Era como el demonio, sobre todo cuando se drogaba.
Acaricié
la pequeña pistola que había adquirido un par de días atrás, deseaba terminar
con mi existencia.
Mi
madre, cuánta razón tenía… Había muerto a causa de un padecimiento que no
supimos prevenir; “cáncer de mama”.
Sola, desesperada por la ausencia de mi madre fallecida y por el abandono en el
que Manolo me tenía sumergida, tomé con determinación la decisión de terminar
con mi vida. Lo haría, pero no allí, en la casa que fuera de mis padres. Guardé
la pistola en mi bolso y me salí con rumbo hacia la ladera. Allá no
encontrarían mi cuerpo, al menos no en unas semanas.
Había
adoptado el hábito por fumar, así que encendí un pitillo al tiempo que caminaba
hacia mi destino. Un auto conocido llamó poderosamente mi atención, era el de
Manolo. Iba acompañado de una de las clientas de la empresa. Sonreían. Alcancé
a mirar que se introducían en un Hotel. —¡Maldito, hijo de la gran puta!—.

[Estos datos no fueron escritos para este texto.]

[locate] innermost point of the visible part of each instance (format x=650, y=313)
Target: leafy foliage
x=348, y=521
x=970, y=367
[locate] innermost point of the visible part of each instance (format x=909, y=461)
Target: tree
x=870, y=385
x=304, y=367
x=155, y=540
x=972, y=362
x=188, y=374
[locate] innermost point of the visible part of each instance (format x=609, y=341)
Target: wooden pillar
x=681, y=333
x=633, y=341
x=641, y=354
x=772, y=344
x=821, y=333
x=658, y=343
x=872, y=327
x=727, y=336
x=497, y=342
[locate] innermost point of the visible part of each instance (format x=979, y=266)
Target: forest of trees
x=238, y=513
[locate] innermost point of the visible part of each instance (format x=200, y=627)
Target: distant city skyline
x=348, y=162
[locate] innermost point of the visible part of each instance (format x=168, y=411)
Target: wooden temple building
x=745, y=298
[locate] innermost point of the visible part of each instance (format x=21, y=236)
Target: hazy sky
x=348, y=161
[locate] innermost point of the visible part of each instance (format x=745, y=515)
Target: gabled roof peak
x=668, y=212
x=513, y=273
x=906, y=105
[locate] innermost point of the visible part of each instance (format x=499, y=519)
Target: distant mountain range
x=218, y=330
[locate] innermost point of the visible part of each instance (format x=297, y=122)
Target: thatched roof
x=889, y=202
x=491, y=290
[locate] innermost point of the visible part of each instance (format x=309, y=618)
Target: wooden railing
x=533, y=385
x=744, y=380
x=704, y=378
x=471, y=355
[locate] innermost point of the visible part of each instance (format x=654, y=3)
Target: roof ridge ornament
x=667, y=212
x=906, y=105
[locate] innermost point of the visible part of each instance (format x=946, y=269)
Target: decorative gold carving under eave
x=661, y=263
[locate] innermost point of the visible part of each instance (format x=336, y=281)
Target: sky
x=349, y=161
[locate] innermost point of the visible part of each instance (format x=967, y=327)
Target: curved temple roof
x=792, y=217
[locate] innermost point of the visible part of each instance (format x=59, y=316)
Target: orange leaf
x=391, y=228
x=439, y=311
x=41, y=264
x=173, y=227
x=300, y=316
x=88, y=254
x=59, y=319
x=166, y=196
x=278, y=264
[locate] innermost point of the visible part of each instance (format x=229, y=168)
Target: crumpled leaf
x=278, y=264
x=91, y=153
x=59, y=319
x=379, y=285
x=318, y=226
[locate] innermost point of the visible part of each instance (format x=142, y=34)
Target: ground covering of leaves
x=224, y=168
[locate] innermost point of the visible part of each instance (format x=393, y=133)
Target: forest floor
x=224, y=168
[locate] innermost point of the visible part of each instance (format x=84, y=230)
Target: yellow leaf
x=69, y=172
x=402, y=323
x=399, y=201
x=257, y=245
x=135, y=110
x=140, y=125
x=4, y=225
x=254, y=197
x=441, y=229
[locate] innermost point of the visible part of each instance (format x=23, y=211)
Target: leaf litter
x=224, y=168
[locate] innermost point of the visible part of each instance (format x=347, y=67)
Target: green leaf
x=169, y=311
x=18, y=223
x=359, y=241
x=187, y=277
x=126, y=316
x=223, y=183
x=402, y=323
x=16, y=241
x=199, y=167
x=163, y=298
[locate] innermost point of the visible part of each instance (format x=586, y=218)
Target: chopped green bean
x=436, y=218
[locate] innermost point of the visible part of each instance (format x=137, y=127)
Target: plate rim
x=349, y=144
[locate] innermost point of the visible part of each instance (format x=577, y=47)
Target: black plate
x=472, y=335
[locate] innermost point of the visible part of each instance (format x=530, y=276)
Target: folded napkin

Grité entre sollozos al tiempo que apretaba los puños de ambas manos. —¡Y yo
que pensaba quitarme la vida por tu abandono…!
Me
aposté en el vestíbulo del hotel, sin importarme el tiempo que tomara su salida.
El ascensor abría y cerraba las puertas, pero mi vista no se apartaba un sólo
instante de ellas. Uno de los mozos del hotel me preguntó cortésmente si se me
ofrecía algo. Le dije que esperaba a uno de los huéspedes. No insistió.
Tres
horas después, al fin, mi espera daba sus frutos. Saqué de mi bolso la pistola
y me planté frente a ellos… —¡Hola, Manolo!, ¿qué tal fue con tu reunión,
habéis logrado el contrato?— Ambos me miraron estupefactos mientras yo les
apuntaba con la pistola hacia la cara. Manolo dio un par de pasos atrás, la sonrisa
de sus carnosos labios se había desdibujado. La señora se había quedado muda,
tan sólo atinaba a llevar sus manos a la altura de su pecho. —¡Espera, mujer,
que puedo explicarlo todo!—. Esas fueron sus últimas palabras, yo había jalado
del gatillo.
No
supe de la señora que lo acompañaba, ni de mí… reaccioné justo cuando una de
las celadoras me ordenaba. —¡Jolines, que cojas el puñetero uniforme, guarra!—.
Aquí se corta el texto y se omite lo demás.